Replacement for NSAppearance.performAs­Current­Drawing­Appearance on macOS 10.14 and 10.15 to Fetch the Correct NSColor.cgColor

Today, I had trouble getting NSColor to work with colors from Asset catalogues when asking for its .cgColor.

Since NSColor is appearance-aware, i.e. it switches light and dark mode appropriately when used directly in your views, I wondered why asking for .cgColor always returned the initial value. Say we start the app in light mode, then this is always going to be the light mode color, never dark mode. Yes, not even if you initialize the color anew using NSColor(named: ...).cgColor.

I knew that storing the CGColor won’t dynamically update the result, but not even the computed .cgColor property? – That implies it’s not NSColor’s job to be appearance-aware. It’s someone else’s job.

That didn’t let me leave work in peace, so I spent my evening fiddling with this for an hour or two with a test app. I found that NSAppearance.performAs­CurrentDrawing­Appearance { ... } does the job. But that’s only for macOS 11+, so it won’t do.

Searching the web for performAsCurrentDrawingAppearance produces very little results. Nobody else wanting this on macOS 10.14 and 10.15? The Mozilla bug tracker has a ticket that contains a fix that sets NSAppearance.current before performing some drawing stuff – that was the only hint I found in that web search that made things click. You can and should set NSAppearance.current just like you work with fill colors and NSGraphicsContext stuff. It’s some global state, but it’s also supposed to be changed by you all the time.

In hindsight, Daniel Jalkut told as much in his 2018 article on Dark Mode:

NSAppearance.current or +[NSAppearance currentAppearance] is a class property of NSAppearance that describes the appearance that is currently in effect for the running thread. Practically speaking you can think of this property as an ephemeral drawing variable akin to the current fill color or stroke color. Its value impacts the manner in which drawing that is happening right now should be handled. Don’t confuse it with high-level user-facing options about which mode is set for the application as a whole. [Bold emphasis mine.]

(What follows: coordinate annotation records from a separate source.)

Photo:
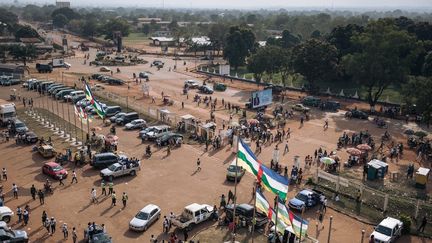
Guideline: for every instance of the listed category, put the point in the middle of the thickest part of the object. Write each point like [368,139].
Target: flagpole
[254,212]
[235,190]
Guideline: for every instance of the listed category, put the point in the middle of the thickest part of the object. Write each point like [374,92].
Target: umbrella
[364,147]
[327,161]
[354,151]
[253,121]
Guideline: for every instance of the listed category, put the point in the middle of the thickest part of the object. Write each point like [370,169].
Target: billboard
[261,98]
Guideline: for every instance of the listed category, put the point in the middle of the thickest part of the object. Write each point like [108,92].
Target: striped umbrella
[327,161]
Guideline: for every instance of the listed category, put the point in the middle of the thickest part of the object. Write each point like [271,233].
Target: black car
[206,89]
[246,211]
[127,118]
[169,137]
[357,114]
[104,160]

I just didn’t connect the dots properly.

And with these hints, I wrote a block-based helper that would replace performAs­CurrentDrawing­Appearance for me:

extension NSAppearanceCustomization {
    public func performWithEffectiveAppearanceAsDrawingAppearance<T>(
            _ block: () -> T) -> T {
        // Similar to `NSAppearance.performAsCurrentDrawingAppearance`, but
        // works below macOS 11 and assigns to `result` properly
        // (capturing `result` inside a block doesn't work the way we need).
        let result: T
        let old = NSAppearance.current
        NSAppearance.current = self.effectiveAppearance
        result = block()
        NSAppearance.current = old
        return result

extension NSColor {
    /// Uses the `NSApplication.effectiveAppearance`.
    /// If you need per-view accurate appearance, prefer this instead:
    ///     let cgColor = aView.performWithEffectiveAppearanceAsDrawingAppearance { aColor.cgColor }
    var effectiveCGColor: CGColor { NSApp.performWithEffectiveAppearanceAsDrawingAppearance { self.cgColor } }

This will now get the effective CGColor of any NSColor, based on the NSApp.effectiveAppearance.

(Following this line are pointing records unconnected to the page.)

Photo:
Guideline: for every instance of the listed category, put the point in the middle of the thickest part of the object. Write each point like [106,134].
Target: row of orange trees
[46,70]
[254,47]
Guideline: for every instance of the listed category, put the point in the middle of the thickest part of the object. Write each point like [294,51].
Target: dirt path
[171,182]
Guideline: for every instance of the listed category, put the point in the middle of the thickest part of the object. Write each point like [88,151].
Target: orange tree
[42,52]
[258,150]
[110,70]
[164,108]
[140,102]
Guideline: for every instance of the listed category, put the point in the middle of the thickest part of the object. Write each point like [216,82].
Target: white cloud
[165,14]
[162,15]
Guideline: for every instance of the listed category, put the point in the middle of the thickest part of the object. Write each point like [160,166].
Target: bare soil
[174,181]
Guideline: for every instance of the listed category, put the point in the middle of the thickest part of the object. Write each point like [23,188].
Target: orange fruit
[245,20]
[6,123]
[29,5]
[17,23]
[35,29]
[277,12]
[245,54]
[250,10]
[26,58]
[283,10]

For finer-grained control, create a context by using aView.performWith­EffectiveAppearance­AsDrawingAppearance { ... } instead. That allows each view to opt out of automatic appearance changes and set its context appropriately.

So today I learned that NSColor from Asset catalogues do not magically auto-resolve the required appearance; NSColor relies on NSAppearance.current to be set properly. That’s done by views (in draw(_:), for example, but not in viewDidChangeEffectiveAppearance() – I checked).